3. Failure to change at the speed of business

The Life Sciences market is a very dynamic one, with new products, regulations, medical research, and business pressures changing on a daily basis. When it comes to a new product launch, the business shifts gears with critical changes happening constantly. When making important business decisions, you want to make sure that the information you rely on is the latest, most complete information. You want to ensure you are using the most up-to-date metrics and are aware of any unexpected issues that are bound to come up.

An analytical solution for a new product launch must be constantly updated to reflect the latest data about products, prescribers, payers, formulary status, the marketplace, etc. You want to be able to always dig into geographies, segments, and regions to get an accurate view of affairs.

KPIs measuring outdated data are confusing at best.

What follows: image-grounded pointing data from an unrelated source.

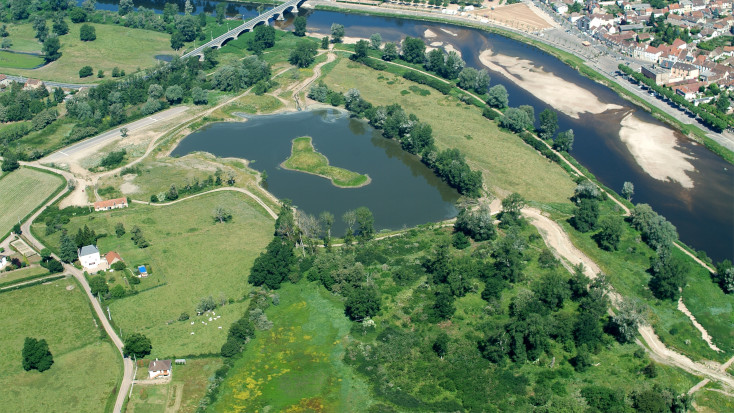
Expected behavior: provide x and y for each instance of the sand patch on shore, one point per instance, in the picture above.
(653, 147)
(562, 95)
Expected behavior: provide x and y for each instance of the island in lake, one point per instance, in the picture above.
(304, 158)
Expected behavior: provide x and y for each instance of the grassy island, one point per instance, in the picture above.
(304, 158)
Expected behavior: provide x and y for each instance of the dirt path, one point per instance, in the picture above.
(561, 245)
(241, 190)
(704, 334)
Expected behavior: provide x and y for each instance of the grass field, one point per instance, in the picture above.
(19, 60)
(106, 52)
(297, 365)
(305, 158)
(191, 257)
(507, 164)
(22, 191)
(86, 369)
(186, 388)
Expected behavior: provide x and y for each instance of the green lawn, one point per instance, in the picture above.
(186, 388)
(22, 191)
(86, 369)
(297, 365)
(507, 164)
(191, 257)
(109, 50)
(19, 60)
(305, 158)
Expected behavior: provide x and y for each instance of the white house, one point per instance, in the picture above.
(159, 368)
(89, 257)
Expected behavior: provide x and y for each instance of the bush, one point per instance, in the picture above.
(85, 71)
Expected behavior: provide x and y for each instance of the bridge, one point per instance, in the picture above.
(272, 14)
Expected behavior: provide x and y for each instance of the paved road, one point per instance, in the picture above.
(127, 378)
(22, 79)
(108, 136)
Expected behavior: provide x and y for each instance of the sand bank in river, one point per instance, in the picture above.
(653, 147)
(561, 94)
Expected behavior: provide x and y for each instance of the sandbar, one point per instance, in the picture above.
(654, 149)
(558, 93)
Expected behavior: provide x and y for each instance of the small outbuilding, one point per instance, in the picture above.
(159, 368)
(89, 257)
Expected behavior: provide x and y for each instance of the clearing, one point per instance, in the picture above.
(507, 163)
(105, 53)
(305, 158)
(86, 369)
(23, 190)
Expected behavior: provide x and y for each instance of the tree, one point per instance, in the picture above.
(498, 97)
(668, 275)
(441, 345)
(362, 303)
(87, 33)
(628, 189)
(86, 71)
(36, 355)
(611, 232)
(67, 248)
(515, 119)
(548, 123)
(366, 223)
(337, 33)
(60, 27)
(360, 49)
(221, 214)
(586, 215)
(126, 6)
(10, 163)
(177, 40)
(564, 141)
(304, 54)
(414, 50)
(136, 345)
(390, 52)
(299, 26)
(174, 93)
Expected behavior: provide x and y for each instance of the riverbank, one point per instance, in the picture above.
(577, 63)
(305, 158)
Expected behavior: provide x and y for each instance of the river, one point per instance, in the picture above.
(615, 140)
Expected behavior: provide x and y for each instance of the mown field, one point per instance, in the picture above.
(182, 394)
(305, 158)
(190, 257)
(507, 164)
(22, 191)
(106, 52)
(297, 365)
(86, 369)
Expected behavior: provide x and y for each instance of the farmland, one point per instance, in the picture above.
(22, 191)
(86, 368)
(190, 257)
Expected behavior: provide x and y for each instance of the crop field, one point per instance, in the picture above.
(305, 158)
(106, 52)
(22, 191)
(507, 164)
(187, 387)
(86, 369)
(191, 257)
(19, 60)
(297, 365)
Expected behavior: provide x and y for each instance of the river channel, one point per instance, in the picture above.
(615, 140)
(402, 193)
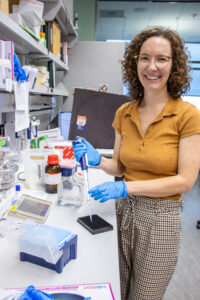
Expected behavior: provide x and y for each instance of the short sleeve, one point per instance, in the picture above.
(119, 115)
(116, 122)
(190, 122)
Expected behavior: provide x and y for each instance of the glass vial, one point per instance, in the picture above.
(72, 188)
(52, 174)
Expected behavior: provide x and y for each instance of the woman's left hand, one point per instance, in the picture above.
(109, 190)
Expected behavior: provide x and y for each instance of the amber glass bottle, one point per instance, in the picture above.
(52, 174)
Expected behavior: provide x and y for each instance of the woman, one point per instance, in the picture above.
(157, 142)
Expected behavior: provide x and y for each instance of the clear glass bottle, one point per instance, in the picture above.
(72, 188)
(52, 174)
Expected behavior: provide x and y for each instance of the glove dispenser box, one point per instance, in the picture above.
(47, 246)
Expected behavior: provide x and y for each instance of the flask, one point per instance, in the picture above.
(72, 188)
(43, 39)
(52, 174)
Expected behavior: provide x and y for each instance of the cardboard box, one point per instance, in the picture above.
(55, 46)
(4, 6)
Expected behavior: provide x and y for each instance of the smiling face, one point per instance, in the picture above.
(153, 72)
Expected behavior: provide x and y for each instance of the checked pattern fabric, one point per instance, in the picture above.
(149, 234)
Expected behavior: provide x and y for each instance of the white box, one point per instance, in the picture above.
(2, 56)
(9, 53)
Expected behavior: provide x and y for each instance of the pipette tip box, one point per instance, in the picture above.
(48, 255)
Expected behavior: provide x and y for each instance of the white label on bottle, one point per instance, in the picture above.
(52, 178)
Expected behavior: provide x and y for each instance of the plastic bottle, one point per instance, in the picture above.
(52, 174)
(17, 194)
(72, 188)
(43, 39)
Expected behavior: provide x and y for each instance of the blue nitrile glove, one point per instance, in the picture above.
(20, 74)
(33, 294)
(80, 149)
(109, 190)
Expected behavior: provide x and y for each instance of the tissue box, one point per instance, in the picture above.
(4, 6)
(48, 246)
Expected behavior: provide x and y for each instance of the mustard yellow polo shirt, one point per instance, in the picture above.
(156, 154)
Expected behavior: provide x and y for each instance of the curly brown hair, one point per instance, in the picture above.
(179, 79)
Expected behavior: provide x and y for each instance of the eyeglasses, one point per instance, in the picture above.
(160, 61)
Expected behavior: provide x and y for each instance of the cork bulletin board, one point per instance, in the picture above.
(92, 116)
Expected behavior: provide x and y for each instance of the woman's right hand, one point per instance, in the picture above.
(84, 147)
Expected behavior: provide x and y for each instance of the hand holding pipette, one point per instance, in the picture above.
(77, 145)
(93, 156)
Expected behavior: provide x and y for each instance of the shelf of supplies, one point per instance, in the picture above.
(39, 89)
(55, 9)
(59, 64)
(24, 43)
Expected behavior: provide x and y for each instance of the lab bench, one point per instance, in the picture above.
(97, 255)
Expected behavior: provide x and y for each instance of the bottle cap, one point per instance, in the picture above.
(68, 171)
(17, 187)
(53, 159)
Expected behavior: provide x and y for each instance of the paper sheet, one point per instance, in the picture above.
(21, 91)
(97, 291)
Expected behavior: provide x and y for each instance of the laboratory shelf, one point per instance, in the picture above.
(39, 89)
(55, 9)
(24, 43)
(43, 90)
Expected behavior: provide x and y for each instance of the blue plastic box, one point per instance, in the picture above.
(65, 240)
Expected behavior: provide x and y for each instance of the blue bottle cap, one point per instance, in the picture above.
(17, 187)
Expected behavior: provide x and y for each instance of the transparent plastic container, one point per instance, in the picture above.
(72, 188)
(8, 167)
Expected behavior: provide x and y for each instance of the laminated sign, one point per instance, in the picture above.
(81, 123)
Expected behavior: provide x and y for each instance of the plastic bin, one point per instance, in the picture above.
(48, 246)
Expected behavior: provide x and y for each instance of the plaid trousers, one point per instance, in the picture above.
(149, 234)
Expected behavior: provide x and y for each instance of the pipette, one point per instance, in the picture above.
(84, 168)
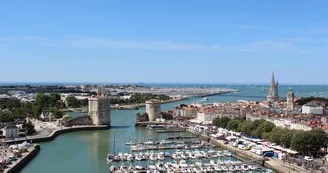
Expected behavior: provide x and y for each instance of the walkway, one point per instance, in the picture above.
(52, 133)
(277, 165)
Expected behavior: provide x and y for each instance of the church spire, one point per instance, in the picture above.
(273, 81)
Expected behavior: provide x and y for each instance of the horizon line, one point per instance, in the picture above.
(156, 83)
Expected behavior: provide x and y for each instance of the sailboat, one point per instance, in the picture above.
(111, 157)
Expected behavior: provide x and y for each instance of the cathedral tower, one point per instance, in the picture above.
(290, 100)
(99, 108)
(273, 93)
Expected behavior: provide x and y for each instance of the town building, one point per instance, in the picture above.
(312, 109)
(153, 109)
(290, 100)
(99, 108)
(47, 116)
(273, 93)
(10, 131)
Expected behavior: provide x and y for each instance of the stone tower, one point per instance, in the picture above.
(99, 108)
(290, 100)
(153, 109)
(273, 93)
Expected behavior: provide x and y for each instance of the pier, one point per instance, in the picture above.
(181, 137)
(170, 131)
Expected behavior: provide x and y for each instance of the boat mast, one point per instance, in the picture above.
(114, 145)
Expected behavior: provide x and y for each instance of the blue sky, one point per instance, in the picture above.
(175, 41)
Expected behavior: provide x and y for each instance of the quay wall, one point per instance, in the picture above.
(250, 157)
(57, 132)
(16, 167)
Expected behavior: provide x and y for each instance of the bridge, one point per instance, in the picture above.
(250, 161)
(240, 95)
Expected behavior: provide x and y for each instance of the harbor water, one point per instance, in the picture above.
(85, 152)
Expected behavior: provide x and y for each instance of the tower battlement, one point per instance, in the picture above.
(273, 93)
(99, 109)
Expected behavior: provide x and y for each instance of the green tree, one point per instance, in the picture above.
(13, 103)
(72, 102)
(320, 139)
(54, 99)
(233, 124)
(286, 138)
(240, 126)
(248, 128)
(276, 134)
(37, 110)
(19, 111)
(84, 102)
(42, 100)
(28, 108)
(265, 126)
(28, 128)
(258, 122)
(266, 135)
(57, 113)
(300, 142)
(221, 122)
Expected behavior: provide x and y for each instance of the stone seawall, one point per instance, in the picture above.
(57, 132)
(248, 156)
(23, 161)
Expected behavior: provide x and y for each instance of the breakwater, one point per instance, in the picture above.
(55, 133)
(24, 160)
(250, 157)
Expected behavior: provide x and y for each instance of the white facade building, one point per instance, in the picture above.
(99, 108)
(10, 131)
(203, 117)
(47, 116)
(153, 109)
(312, 109)
(188, 112)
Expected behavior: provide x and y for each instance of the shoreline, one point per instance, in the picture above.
(24, 160)
(56, 133)
(140, 105)
(243, 154)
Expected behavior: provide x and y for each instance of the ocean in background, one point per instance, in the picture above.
(85, 152)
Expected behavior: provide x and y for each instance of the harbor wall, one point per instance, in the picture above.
(248, 156)
(55, 133)
(16, 167)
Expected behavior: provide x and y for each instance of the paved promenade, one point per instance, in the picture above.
(276, 165)
(23, 159)
(52, 133)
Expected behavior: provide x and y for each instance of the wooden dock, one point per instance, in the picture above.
(170, 131)
(181, 137)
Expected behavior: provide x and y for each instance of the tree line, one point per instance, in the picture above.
(298, 140)
(139, 98)
(13, 109)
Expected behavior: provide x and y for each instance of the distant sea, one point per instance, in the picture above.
(246, 90)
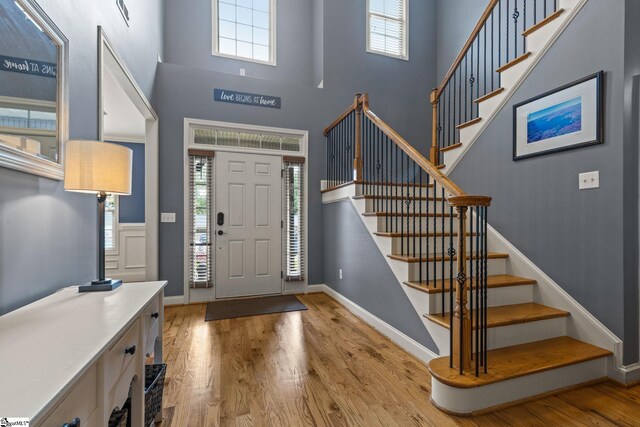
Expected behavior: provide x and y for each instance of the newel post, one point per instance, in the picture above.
(435, 151)
(358, 164)
(461, 327)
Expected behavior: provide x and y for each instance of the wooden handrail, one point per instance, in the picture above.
(353, 107)
(414, 154)
(483, 19)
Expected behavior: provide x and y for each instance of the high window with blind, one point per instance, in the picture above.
(294, 226)
(200, 206)
(244, 29)
(387, 28)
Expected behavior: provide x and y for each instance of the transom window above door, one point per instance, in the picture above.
(244, 29)
(387, 25)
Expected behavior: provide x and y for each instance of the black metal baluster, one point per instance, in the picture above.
(507, 32)
(470, 281)
(413, 203)
(420, 227)
(452, 254)
(443, 252)
(515, 16)
(493, 70)
(524, 26)
(484, 290)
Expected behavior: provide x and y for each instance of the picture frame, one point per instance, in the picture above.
(568, 117)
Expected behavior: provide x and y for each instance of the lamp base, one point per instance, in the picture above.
(100, 285)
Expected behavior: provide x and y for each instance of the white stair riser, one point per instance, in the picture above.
(494, 266)
(495, 297)
(388, 205)
(410, 224)
(522, 333)
(397, 190)
(398, 244)
(468, 400)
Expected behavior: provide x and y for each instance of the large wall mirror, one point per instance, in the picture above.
(33, 90)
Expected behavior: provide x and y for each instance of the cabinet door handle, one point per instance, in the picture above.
(74, 423)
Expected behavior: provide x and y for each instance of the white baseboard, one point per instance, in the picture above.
(174, 300)
(400, 338)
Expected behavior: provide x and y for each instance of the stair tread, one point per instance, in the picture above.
(469, 123)
(493, 281)
(451, 147)
(519, 360)
(423, 234)
(395, 184)
(513, 62)
(512, 314)
(490, 95)
(383, 197)
(440, 257)
(411, 214)
(542, 23)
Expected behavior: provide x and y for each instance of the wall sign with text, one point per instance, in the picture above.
(234, 97)
(28, 66)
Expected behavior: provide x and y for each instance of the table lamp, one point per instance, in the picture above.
(98, 168)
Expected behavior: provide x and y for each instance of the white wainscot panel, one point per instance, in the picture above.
(128, 260)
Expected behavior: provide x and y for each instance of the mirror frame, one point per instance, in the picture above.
(13, 158)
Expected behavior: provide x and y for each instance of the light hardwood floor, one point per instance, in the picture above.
(325, 367)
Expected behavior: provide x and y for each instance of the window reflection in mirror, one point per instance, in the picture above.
(28, 84)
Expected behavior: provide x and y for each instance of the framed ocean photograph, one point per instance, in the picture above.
(565, 118)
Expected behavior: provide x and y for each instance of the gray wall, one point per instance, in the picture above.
(48, 236)
(399, 94)
(577, 237)
(456, 20)
(366, 277)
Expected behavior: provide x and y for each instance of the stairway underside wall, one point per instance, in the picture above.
(367, 279)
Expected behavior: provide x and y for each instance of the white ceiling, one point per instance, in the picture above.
(122, 121)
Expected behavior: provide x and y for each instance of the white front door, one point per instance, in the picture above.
(247, 224)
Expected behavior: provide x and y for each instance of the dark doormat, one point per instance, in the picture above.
(219, 310)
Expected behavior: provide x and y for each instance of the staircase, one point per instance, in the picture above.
(497, 342)
(504, 47)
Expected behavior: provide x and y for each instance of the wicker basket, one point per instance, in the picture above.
(153, 388)
(119, 418)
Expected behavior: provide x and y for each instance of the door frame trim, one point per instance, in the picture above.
(201, 295)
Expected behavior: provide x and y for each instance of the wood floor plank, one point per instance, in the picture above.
(325, 367)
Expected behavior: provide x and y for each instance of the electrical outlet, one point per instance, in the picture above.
(168, 217)
(589, 180)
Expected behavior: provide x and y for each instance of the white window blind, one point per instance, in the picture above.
(244, 29)
(110, 223)
(294, 227)
(387, 22)
(201, 205)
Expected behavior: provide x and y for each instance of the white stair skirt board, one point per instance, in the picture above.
(521, 333)
(467, 401)
(538, 43)
(404, 341)
(580, 324)
(508, 295)
(174, 300)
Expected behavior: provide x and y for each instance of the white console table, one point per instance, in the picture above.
(73, 355)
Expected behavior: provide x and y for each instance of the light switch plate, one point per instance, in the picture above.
(167, 217)
(589, 180)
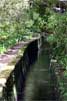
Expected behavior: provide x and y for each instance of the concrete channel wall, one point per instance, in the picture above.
(9, 59)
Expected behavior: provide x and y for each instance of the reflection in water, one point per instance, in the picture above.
(31, 79)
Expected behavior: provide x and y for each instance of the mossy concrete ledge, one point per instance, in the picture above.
(9, 59)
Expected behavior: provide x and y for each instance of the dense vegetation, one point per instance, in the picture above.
(18, 23)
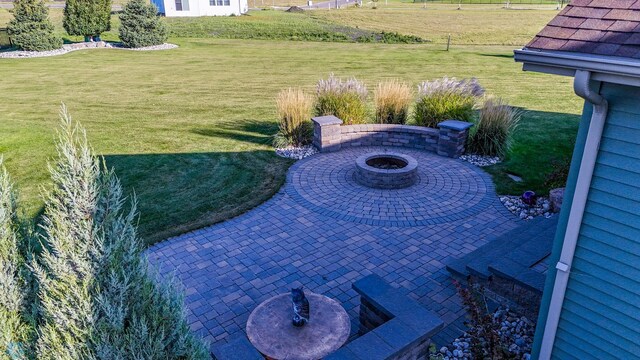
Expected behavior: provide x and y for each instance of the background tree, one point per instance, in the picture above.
(30, 29)
(88, 18)
(16, 293)
(141, 26)
(99, 299)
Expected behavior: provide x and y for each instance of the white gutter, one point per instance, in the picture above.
(571, 61)
(598, 118)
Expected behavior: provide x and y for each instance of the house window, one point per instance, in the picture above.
(182, 5)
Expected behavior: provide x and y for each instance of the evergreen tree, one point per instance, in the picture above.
(99, 299)
(88, 18)
(16, 315)
(141, 26)
(30, 29)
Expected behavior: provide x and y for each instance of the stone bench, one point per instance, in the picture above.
(392, 325)
(237, 349)
(448, 140)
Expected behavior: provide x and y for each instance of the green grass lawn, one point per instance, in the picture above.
(189, 129)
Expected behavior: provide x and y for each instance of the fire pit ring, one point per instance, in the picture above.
(386, 170)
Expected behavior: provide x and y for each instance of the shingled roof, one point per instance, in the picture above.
(598, 27)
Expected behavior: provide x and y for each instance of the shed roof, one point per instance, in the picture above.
(596, 27)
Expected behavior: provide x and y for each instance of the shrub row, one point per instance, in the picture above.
(436, 101)
(31, 30)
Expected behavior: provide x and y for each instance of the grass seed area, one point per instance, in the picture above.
(189, 130)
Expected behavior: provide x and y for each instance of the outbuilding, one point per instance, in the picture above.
(176, 8)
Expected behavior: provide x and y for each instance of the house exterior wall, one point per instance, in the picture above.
(600, 314)
(204, 8)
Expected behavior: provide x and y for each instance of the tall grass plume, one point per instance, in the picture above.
(344, 99)
(294, 118)
(494, 129)
(392, 99)
(446, 98)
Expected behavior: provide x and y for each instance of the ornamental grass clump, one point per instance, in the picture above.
(392, 99)
(345, 100)
(294, 116)
(494, 128)
(445, 99)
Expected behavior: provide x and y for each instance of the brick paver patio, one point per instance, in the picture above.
(324, 231)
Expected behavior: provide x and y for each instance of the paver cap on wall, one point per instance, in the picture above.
(324, 231)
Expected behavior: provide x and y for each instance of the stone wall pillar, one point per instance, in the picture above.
(326, 133)
(452, 138)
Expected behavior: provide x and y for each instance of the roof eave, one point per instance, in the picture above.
(604, 68)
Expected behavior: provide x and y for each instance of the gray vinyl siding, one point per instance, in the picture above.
(600, 316)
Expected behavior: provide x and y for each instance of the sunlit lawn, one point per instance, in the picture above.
(189, 129)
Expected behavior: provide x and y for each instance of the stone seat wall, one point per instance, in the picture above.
(448, 140)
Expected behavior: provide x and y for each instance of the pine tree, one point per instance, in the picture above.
(99, 299)
(16, 315)
(141, 26)
(88, 18)
(30, 29)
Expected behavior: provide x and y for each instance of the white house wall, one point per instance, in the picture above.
(203, 8)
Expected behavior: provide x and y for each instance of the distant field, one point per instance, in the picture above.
(189, 129)
(479, 25)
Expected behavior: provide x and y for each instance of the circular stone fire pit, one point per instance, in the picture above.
(386, 170)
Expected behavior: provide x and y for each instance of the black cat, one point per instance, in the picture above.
(300, 307)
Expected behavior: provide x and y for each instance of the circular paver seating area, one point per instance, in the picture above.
(323, 231)
(446, 190)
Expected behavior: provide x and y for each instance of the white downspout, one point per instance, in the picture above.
(600, 107)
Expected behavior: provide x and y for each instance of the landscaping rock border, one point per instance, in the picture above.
(66, 48)
(524, 211)
(480, 160)
(517, 331)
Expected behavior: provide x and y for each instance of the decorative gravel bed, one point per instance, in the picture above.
(524, 211)
(480, 160)
(297, 153)
(79, 46)
(514, 330)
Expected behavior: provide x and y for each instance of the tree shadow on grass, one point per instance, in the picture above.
(177, 193)
(251, 131)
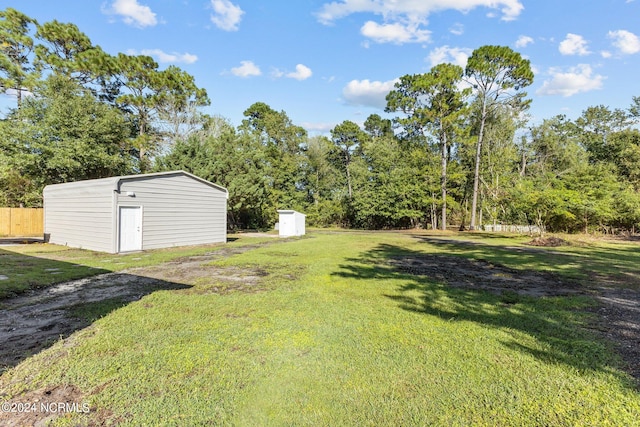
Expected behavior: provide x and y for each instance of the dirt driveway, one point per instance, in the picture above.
(35, 320)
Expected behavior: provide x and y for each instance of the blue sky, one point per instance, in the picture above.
(324, 62)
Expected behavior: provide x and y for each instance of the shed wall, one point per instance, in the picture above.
(177, 210)
(80, 215)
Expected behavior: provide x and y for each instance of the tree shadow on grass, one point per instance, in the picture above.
(541, 305)
(53, 299)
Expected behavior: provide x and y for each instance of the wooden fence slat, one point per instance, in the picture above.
(21, 222)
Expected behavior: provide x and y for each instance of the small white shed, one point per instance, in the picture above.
(136, 212)
(291, 223)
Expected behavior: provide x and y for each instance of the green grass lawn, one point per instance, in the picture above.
(335, 335)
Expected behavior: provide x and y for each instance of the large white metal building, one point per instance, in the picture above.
(136, 212)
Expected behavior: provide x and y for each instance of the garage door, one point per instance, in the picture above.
(130, 228)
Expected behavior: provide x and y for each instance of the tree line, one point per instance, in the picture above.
(459, 151)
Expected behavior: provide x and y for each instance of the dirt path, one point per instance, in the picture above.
(33, 321)
(618, 312)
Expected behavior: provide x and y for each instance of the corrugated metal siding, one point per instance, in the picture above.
(80, 215)
(177, 210)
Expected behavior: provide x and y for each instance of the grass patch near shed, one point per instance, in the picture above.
(345, 333)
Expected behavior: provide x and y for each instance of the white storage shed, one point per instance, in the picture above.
(291, 223)
(136, 212)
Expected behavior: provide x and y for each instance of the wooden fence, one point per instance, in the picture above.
(21, 222)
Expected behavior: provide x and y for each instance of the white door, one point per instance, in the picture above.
(130, 228)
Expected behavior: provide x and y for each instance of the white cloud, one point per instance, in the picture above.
(302, 72)
(318, 127)
(246, 69)
(457, 29)
(162, 56)
(133, 13)
(446, 54)
(524, 41)
(367, 93)
(412, 10)
(226, 15)
(394, 33)
(574, 44)
(625, 41)
(576, 80)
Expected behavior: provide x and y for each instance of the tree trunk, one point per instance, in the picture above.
(476, 176)
(443, 179)
(346, 166)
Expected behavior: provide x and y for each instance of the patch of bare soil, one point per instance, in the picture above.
(550, 241)
(38, 408)
(35, 320)
(483, 275)
(619, 321)
(618, 314)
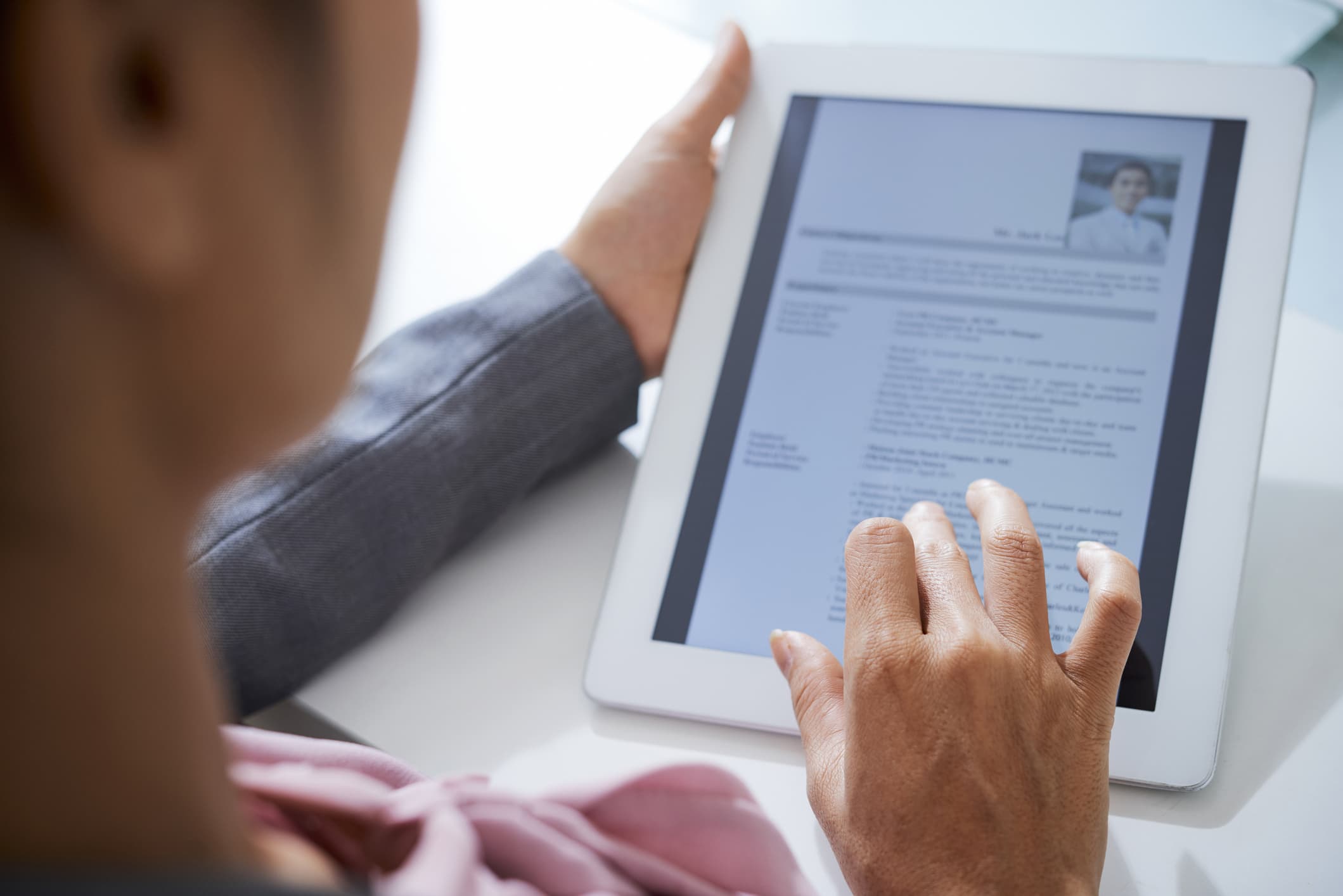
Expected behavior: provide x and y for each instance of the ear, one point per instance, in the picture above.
(101, 93)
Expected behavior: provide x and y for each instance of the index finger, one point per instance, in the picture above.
(1096, 657)
(717, 93)
(1014, 565)
(882, 610)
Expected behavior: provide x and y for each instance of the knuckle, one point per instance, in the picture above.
(968, 653)
(877, 532)
(930, 509)
(880, 664)
(938, 553)
(1014, 542)
(1122, 605)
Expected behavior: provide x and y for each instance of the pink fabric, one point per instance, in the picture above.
(684, 829)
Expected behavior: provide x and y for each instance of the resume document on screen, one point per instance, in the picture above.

Many analytical solutions are not flexibly designed for easy and rapid implementation of change. When selecting a solution for your launch, make sure to look into change management and understand how the solution will morph at the speed of your business. The notoriously low usage rate of BI systems is usually due to those systems becoming outdated, much sooner than expected.

4. Using a cookie cutter analytical solution

Launching a new product is a complicated process that involves a variety of elements that may contribute to its success, or, when overlooked, hinder it. Every launch of a new drug, medical device, or specialty Pharma treatment, has its own unique set of business rules: Is it a brand new therapeutic? Do we have continuing prescribers for this drug? Is there any recognized competition? Do we have an established formulary status? Do we have a specific allocation methodology? These are just a few characteristics that affect your analytical needs. It takes in-depth domain expertise to tailor an analytical solution that wisely incorporates all relevant business rules for your new drug’s launch.

Different functions might be involved with each launch, and you must address the unique needs of each one of them – don’t just dump irrelevant information on people. Do we need to involve procurement? Are there any regulatory concerns? Are there any geographic limitations, etc.? Again, domain expertise is the key to configuring a solution that addresses the exact needs of each and every role involved with your launch. 

While general purpose reporting solutions might have all the data on hand, you will be much better off with a system that is designed to pinpoint the most important information that is relevant for your specific needs, rather than be drowned in a sea of reports. You want a solution that can deliver actionable insights on what drives your customers and your target market. Look for an analytical solution that was designed for Pharma launches and that is flexible enough to be configured to your exact, particular needs. Moreover, while all people involved in the launch want to use the same version of the truth, different functions need to look at different details and different levels of depth, so your analytical system should have role based configurations that allows every user to see exactly what he needs to see, and no more. 

Conclusion

The first months of a new drug’s life are the most critical for its future success in the marketplace. The launch process of a drug can be filled with uncertainty, confusion and frustration. Life Sciences business managers that avoid the above common pitfalls during their new product’s launch and strengthen it with quality analytics will be poised for success. Throughout the various phases of the launch, using a dedicated analytical solution can help you answer key questions and provide important insights, supporting your process and removing the dangerous uncertainty that can doom your new drug’s commercial success.